To address high inference latency, low throughput, and privacy sensitivity in online log parsing, this work proposes a prefix-aware in-context learning (ICL) optimization framework coupled with a meta-learning-driven dynamic configuration tuning method. It is the first to systematically apply LLM inference optimization to real-time log parsing: prefix caching improves KV cache reuse, while task-adaptive ICL example selection and vLLM scheduling collectively reduce per-inference overhead; meta-learning enables rapid identification of optimal configurations across diverse log formats. Experiments on the LogHub benchmark demonstrate that our approach achieves 2.8× average speedup and 3.1× higher throughput over state-of-the-art LLM-based baselines, while maintaining SOTA parsing accuracy (F1 ≥ 0.97). The method thus simultaneously advances efficiency, accuracy, and on-device deployment security.

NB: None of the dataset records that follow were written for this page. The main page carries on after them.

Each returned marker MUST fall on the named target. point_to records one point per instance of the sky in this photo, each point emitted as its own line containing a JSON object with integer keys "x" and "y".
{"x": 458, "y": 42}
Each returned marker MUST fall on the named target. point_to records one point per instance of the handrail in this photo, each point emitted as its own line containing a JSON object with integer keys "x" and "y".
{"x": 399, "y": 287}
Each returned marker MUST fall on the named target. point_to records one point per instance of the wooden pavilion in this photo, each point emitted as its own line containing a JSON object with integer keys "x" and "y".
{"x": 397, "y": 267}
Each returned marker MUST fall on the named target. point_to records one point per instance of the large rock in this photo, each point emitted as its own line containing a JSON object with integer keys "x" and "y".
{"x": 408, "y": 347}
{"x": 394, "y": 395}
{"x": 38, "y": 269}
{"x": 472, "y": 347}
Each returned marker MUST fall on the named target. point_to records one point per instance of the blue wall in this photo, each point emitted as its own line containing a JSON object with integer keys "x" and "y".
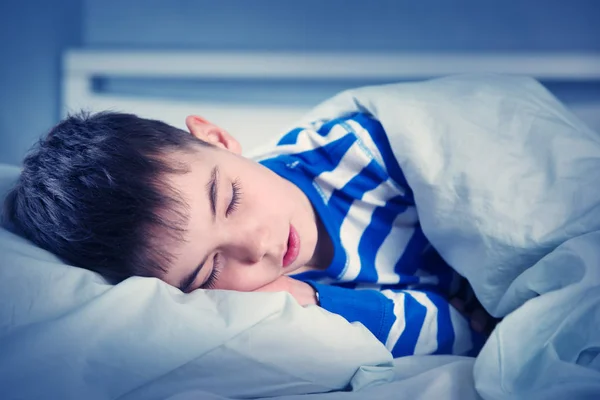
{"x": 477, "y": 25}
{"x": 34, "y": 33}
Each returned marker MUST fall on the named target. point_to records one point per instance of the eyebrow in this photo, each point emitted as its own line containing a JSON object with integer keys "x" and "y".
{"x": 211, "y": 191}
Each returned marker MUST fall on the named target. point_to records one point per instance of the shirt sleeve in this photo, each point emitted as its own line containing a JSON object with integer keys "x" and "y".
{"x": 407, "y": 322}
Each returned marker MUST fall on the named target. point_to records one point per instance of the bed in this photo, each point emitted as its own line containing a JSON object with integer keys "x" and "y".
{"x": 67, "y": 333}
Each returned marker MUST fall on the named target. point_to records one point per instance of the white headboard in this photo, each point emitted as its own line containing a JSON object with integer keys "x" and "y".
{"x": 254, "y": 123}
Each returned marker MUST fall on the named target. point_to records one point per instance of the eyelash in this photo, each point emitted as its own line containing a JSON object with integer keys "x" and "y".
{"x": 235, "y": 198}
{"x": 214, "y": 274}
{"x": 235, "y": 201}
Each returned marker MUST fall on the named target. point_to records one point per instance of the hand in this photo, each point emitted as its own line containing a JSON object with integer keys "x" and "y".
{"x": 301, "y": 291}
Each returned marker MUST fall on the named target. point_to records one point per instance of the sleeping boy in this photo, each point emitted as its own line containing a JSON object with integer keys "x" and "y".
{"x": 326, "y": 215}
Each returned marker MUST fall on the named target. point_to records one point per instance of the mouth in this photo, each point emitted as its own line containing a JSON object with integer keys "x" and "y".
{"x": 293, "y": 248}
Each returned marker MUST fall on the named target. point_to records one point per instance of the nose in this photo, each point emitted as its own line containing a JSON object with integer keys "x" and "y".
{"x": 251, "y": 245}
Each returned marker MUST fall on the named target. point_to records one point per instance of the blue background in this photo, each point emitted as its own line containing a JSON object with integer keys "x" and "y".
{"x": 34, "y": 33}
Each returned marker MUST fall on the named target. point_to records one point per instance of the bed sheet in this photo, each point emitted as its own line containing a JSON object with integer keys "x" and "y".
{"x": 506, "y": 185}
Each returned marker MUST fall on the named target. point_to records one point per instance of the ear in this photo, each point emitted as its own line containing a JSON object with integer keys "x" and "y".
{"x": 211, "y": 133}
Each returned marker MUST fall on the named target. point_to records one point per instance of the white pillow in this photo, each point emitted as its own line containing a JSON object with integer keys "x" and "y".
{"x": 66, "y": 333}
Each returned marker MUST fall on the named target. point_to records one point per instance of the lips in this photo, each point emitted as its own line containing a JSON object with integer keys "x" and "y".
{"x": 293, "y": 248}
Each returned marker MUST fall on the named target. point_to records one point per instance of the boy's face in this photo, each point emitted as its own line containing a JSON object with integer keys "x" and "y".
{"x": 247, "y": 225}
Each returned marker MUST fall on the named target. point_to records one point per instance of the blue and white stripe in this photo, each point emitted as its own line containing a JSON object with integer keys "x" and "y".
{"x": 347, "y": 169}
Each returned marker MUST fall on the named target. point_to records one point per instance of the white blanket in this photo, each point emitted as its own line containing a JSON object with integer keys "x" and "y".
{"x": 507, "y": 187}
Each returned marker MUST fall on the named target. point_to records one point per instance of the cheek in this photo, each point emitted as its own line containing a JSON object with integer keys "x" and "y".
{"x": 245, "y": 278}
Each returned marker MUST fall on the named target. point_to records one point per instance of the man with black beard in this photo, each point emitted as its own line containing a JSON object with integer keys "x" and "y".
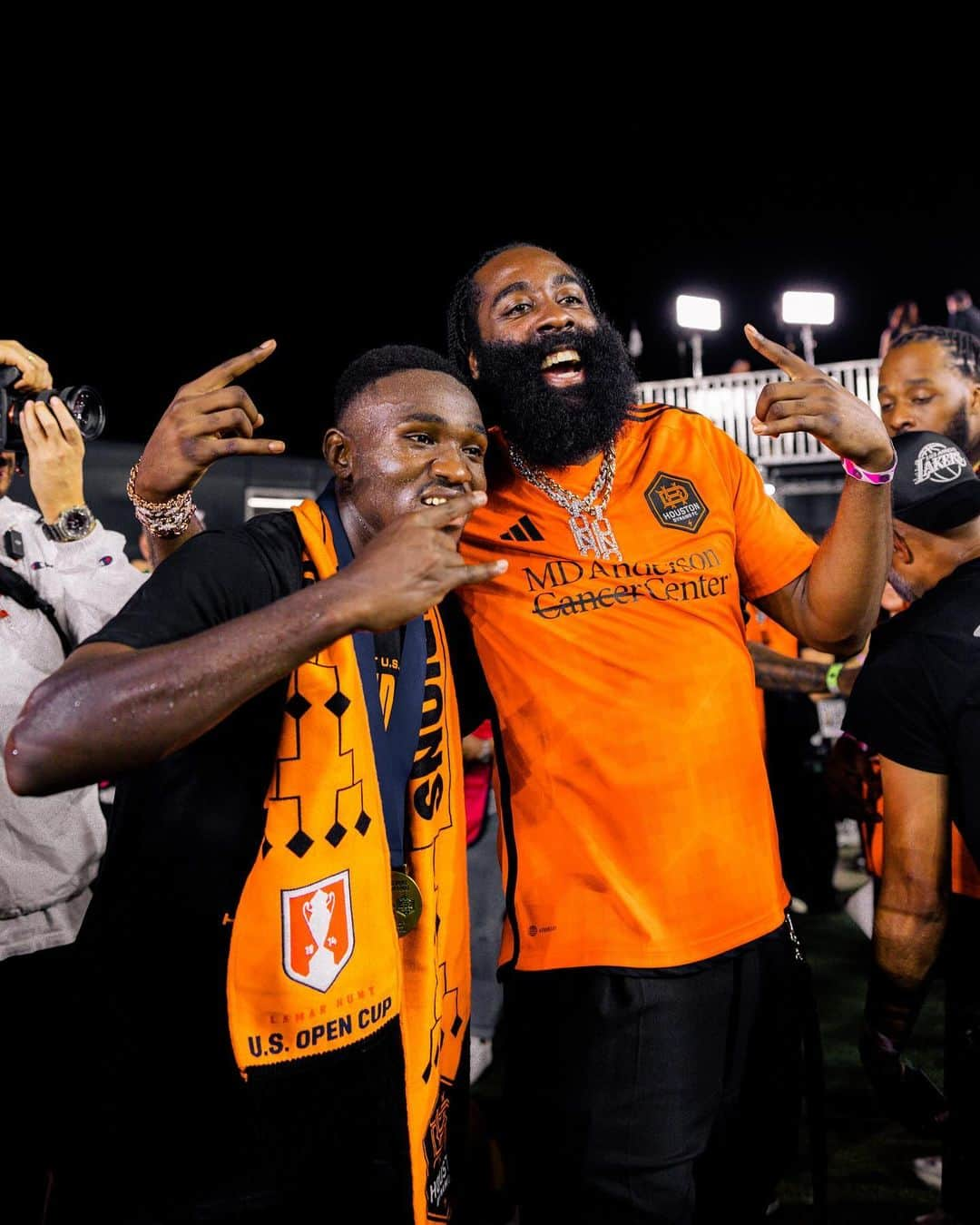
{"x": 644, "y": 947}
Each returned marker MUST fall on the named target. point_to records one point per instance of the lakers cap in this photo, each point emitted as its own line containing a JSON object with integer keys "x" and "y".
{"x": 935, "y": 486}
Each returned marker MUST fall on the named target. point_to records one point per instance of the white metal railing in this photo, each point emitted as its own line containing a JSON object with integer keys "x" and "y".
{"x": 730, "y": 402}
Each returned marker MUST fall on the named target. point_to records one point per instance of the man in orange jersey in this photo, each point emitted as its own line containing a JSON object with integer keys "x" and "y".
{"x": 643, "y": 947}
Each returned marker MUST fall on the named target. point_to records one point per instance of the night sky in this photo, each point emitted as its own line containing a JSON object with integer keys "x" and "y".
{"x": 158, "y": 260}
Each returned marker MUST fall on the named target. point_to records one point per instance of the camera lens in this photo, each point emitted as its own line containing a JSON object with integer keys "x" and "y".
{"x": 86, "y": 406}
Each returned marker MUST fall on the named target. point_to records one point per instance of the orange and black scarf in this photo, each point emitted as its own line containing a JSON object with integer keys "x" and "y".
{"x": 316, "y": 963}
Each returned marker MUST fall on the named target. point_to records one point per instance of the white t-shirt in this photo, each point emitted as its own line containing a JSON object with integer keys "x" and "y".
{"x": 51, "y": 846}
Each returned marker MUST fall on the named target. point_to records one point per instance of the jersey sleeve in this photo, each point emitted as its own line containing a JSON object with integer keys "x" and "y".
{"x": 893, "y": 710}
{"x": 212, "y": 578}
{"x": 770, "y": 550}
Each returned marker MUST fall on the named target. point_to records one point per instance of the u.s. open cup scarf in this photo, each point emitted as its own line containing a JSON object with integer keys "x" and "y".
{"x": 315, "y": 962}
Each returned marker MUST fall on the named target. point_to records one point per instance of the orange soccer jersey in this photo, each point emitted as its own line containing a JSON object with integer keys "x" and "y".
{"x": 637, "y": 827}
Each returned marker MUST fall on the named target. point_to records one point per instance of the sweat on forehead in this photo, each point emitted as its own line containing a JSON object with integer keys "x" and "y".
{"x": 377, "y": 364}
{"x": 467, "y": 296}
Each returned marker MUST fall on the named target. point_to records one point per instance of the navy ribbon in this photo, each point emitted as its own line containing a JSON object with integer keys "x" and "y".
{"x": 394, "y": 746}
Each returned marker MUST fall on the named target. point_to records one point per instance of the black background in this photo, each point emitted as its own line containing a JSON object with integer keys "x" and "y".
{"x": 163, "y": 241}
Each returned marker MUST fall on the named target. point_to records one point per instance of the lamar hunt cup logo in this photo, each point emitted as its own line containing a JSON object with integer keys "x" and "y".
{"x": 318, "y": 931}
{"x": 938, "y": 462}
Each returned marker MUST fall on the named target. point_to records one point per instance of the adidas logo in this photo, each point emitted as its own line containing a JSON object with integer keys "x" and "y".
{"x": 522, "y": 531}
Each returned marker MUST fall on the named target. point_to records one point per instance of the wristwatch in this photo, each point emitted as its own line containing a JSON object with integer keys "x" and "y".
{"x": 75, "y": 524}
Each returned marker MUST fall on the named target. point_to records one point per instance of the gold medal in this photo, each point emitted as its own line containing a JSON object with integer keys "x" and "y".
{"x": 406, "y": 900}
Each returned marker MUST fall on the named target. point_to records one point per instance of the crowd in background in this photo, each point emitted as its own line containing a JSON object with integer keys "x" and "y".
{"x": 63, "y": 578}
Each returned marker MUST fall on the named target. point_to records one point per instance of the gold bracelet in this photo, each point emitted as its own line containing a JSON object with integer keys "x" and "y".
{"x": 169, "y": 518}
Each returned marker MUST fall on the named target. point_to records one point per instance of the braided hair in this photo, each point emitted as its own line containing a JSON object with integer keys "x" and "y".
{"x": 962, "y": 348}
{"x": 461, "y": 315}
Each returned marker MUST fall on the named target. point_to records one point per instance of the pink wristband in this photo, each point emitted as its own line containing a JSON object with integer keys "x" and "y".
{"x": 872, "y": 478}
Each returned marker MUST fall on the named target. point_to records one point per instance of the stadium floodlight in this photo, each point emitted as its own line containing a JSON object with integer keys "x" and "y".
{"x": 808, "y": 309}
{"x": 699, "y": 315}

Modern software systems generate massive volumes of runtime logs, necessitating efficient and accurate log parsing to enable critical downstream tasks such as anomaly detection and root cause analysis. Recently, large language models (LLMs) have achieved advanced accuracy on log parsing, but their deployment in production environments faces two major limitations: (1) the privacy risks associated with commercial LLMs, driving the adoption of local deployment, and (2) the stringent latency and throughput requirements imposed by high-volume log streams, which existing LLM-based parsers fail to meet. Although recent efforts have reduced the number of LLM queries, they overlook the high latency of the LLM invocations, where concurrent log parsing requests can cause serve performance degradation of LLM inference system. In this study, we present InferLog, the first LLM inference optimization method for online log parsing. Our key insight is that the inference efficiency emerges as the vital bottleneck in LLM-based online log parsing, rather than parsing accuracy. InferLog accelerates inference by designing (1) A Prefix-aware ICL Refinement policy to refine the examples and permutation of in-context learning to improve the prefix caching efficiency. (2) A rapid and task-specific configuration tuning pipeline based on meta-learning to find the optimal LLM scheduling-related configuration for dynamic log parsing workloads. The experimental results based on Loghub dataset and vLLM demonstrate that InferLog significantly outperforms existing inference optimization methods and markedly accelerates the state-of-the-art LLM-based log parser without compromising parsing accuracy.